Tuesday, January 29, 2008

Sad, but off base

Apparently a boy in Lee's Summit (the Kansas City side of Missouri) killed himself because he was being teased at school. This is sad, regretful, and I feel awful saying what I am about to say, but it needs to be said.

Like the 13 year-old girl locally who committed suicide because people made mean remarks to her via her MySpace page, we now have the boy who killed himself because the other kids at school were mean to him. Of course, his mother plans to sue the school. (Mind you if the public decides this is a silly suit, the lawyers will get blamed, not the member of the general public.)

Kids are vicious; anyone who survived grade school and high school can tell you that. Most of us get through it without suicide. Everyone should get through without feeling the need to kill themselves. We can feel sad when a child dies for any reason, especially when it is suicide related, but this cannot blind us to the fact that the child in this case died merely because someone was too mean to him.

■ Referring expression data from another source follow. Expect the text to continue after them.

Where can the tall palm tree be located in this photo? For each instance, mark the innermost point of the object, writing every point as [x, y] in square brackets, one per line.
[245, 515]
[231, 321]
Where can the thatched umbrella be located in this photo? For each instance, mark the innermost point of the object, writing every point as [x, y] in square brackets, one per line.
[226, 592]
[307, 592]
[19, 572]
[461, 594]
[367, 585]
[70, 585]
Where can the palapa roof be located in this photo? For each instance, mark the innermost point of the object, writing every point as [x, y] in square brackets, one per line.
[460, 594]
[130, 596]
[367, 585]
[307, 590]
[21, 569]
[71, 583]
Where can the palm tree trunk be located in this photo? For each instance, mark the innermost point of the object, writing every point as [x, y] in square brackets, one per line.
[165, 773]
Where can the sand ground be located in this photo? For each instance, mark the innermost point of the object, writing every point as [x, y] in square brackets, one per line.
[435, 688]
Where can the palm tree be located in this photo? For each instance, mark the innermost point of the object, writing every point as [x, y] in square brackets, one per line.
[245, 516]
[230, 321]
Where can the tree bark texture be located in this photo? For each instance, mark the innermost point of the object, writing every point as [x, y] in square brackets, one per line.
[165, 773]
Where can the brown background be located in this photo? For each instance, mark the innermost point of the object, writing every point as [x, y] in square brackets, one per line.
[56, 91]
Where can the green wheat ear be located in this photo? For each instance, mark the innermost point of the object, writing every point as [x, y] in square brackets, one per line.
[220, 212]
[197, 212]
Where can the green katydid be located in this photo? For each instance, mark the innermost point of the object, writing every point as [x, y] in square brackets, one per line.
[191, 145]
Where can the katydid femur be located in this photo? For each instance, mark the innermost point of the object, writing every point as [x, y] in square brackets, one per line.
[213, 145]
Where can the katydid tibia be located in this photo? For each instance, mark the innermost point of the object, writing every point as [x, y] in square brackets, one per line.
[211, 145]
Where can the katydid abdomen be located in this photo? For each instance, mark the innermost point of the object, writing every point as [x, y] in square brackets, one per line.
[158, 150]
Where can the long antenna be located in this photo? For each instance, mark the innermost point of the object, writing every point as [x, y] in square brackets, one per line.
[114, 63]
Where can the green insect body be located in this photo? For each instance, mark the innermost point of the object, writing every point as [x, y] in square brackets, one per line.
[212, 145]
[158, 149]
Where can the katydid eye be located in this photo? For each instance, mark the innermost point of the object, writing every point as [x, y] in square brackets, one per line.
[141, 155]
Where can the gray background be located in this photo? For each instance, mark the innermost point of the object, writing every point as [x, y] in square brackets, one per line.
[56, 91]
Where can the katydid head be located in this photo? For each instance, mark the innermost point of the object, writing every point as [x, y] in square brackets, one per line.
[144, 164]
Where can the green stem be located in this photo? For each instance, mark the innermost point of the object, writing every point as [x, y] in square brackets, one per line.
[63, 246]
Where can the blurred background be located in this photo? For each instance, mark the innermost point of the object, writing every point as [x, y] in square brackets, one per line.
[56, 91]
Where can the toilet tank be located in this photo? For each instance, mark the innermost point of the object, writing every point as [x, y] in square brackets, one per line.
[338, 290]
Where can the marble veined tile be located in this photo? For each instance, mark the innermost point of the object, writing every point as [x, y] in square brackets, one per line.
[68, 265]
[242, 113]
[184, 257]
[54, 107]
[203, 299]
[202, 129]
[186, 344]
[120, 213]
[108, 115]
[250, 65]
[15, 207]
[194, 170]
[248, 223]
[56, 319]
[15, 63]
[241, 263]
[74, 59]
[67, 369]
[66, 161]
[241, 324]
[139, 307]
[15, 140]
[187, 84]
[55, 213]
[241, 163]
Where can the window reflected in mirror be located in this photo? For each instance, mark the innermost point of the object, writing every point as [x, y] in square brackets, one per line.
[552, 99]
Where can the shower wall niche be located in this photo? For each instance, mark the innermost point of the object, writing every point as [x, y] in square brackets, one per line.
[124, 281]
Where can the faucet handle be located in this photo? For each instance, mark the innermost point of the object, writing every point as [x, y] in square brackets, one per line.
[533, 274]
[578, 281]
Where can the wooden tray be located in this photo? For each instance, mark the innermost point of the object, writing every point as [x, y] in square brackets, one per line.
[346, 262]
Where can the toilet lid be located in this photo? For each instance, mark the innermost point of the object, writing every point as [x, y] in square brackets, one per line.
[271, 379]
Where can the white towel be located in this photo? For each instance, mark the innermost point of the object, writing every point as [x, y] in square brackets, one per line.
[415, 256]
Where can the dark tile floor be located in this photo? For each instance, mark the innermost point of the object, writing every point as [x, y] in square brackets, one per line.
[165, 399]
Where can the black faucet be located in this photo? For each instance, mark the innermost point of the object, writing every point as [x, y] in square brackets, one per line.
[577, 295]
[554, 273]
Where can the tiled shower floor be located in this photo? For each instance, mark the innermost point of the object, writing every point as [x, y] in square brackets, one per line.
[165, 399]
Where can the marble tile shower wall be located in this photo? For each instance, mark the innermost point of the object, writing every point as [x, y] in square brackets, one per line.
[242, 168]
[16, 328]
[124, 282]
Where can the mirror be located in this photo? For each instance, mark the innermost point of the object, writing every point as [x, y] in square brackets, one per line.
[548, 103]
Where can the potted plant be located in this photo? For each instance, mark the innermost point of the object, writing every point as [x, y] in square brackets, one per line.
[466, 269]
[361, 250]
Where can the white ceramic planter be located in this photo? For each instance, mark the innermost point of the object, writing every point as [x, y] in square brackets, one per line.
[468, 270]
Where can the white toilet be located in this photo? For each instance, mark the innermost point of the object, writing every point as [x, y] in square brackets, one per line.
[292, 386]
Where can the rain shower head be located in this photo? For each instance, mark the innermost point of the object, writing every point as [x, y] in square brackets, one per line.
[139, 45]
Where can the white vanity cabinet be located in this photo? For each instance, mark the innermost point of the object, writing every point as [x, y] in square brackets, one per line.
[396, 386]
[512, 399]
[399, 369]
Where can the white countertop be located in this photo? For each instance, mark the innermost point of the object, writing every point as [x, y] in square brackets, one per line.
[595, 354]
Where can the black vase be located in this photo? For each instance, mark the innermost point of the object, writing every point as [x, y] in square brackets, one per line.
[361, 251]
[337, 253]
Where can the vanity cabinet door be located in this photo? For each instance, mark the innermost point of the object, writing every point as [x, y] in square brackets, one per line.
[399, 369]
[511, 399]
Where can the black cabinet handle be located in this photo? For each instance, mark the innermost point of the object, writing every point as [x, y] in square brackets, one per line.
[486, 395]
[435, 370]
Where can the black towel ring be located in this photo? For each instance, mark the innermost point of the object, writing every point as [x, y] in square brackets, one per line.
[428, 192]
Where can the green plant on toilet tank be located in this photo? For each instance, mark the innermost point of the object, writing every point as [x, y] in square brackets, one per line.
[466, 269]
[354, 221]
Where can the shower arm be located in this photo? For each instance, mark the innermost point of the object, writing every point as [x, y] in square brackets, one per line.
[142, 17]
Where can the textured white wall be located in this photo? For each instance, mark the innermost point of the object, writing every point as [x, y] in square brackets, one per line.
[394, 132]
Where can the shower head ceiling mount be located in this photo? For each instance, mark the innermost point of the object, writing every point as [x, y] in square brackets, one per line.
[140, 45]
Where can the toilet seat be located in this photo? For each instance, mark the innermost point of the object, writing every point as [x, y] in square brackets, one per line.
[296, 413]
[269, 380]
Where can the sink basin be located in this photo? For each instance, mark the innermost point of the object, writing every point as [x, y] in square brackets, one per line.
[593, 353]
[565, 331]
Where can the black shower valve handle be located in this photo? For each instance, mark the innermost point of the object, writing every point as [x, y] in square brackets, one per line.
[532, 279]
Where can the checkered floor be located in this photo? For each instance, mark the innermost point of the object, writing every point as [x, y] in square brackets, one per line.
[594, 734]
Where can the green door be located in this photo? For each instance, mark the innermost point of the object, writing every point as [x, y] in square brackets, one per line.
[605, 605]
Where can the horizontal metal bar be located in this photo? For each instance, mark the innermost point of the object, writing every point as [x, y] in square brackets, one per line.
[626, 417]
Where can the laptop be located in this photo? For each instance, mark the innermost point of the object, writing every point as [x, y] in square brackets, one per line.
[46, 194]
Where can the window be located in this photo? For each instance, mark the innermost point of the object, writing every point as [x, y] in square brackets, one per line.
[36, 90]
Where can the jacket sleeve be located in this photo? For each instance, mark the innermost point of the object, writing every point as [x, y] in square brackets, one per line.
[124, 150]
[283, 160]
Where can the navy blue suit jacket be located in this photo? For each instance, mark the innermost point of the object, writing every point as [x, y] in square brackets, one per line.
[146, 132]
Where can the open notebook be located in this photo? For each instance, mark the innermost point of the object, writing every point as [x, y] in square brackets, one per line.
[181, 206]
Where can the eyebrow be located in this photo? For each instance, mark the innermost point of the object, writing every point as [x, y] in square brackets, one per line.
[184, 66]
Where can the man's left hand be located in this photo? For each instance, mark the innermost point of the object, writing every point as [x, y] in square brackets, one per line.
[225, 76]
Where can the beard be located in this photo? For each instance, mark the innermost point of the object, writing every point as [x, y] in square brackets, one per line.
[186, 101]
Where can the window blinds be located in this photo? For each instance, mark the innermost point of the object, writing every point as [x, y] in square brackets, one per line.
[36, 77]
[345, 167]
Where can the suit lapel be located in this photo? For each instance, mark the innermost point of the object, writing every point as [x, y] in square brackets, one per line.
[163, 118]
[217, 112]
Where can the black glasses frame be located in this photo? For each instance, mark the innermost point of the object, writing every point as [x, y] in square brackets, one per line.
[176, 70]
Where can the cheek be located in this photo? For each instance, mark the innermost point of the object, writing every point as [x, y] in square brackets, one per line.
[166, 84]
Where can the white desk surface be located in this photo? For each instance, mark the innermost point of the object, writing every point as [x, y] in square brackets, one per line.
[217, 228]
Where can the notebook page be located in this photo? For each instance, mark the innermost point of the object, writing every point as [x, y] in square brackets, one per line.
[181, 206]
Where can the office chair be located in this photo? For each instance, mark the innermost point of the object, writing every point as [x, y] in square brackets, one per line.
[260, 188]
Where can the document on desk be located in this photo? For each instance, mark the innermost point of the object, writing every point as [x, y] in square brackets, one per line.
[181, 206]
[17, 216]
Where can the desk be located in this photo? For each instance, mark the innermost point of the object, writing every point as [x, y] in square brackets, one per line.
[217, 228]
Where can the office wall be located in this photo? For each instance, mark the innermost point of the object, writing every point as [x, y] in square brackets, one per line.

In life, people will be mean to you. It happens and people need to be able to deal with it.

In blaming the "them," (whether "them" is the evil, demon-possessed, other kids who did the "being mean" or the "teasing;" or whether "them" is the school which allegedly should have seen this coming and stopped it somehow, probably by creating the Biblical scale miracle of having kinds not torment the weaker, less popular, other kid); we allow ourselves to ignore any fault on the part of the child who is dead. After all, it seems cruel to us to blame the dead, especially when the dead is a child. Likewise, it seems cruel to blame the parents who we know must be mourning for the child. So we look elsewhere, because a tragedy like this makes us want to blame someone. Yet, logically if, as the parents are quoted on CNN, the school should have seen the problem and read the warning signs (and I'm certainly not saying the school is innocent), how much more true must this be of the parents? If the child had problems at home, how is this something that can be laid at the feet of the school? The school does not replace the parents and in the end, the buck stops with the parents. Of course, the parents can't emotionally admit fault and so, they blame the school. Human nature.

The bottom line is that no one should take their own life just because someone else was mean to them. The person who made the conscious choice, however young they may be, is the one who could have stopped the incident from happening, should have stopped it from happening. That person ALONE is most at fault for the (usually) fundamentally selfish act of suicide, and therein, however tragic, lies the blame.

My final thought is this. Let he who is without sin cast the first stone, and let the person who never tormented anyone, was never mean to another kid, who never made another miserable during their entire K-12 experience be the one to cast this first stone. Before you blame the school or the mean other kids, look in the mirror. Take a long, hard, look. How many can say it was never I?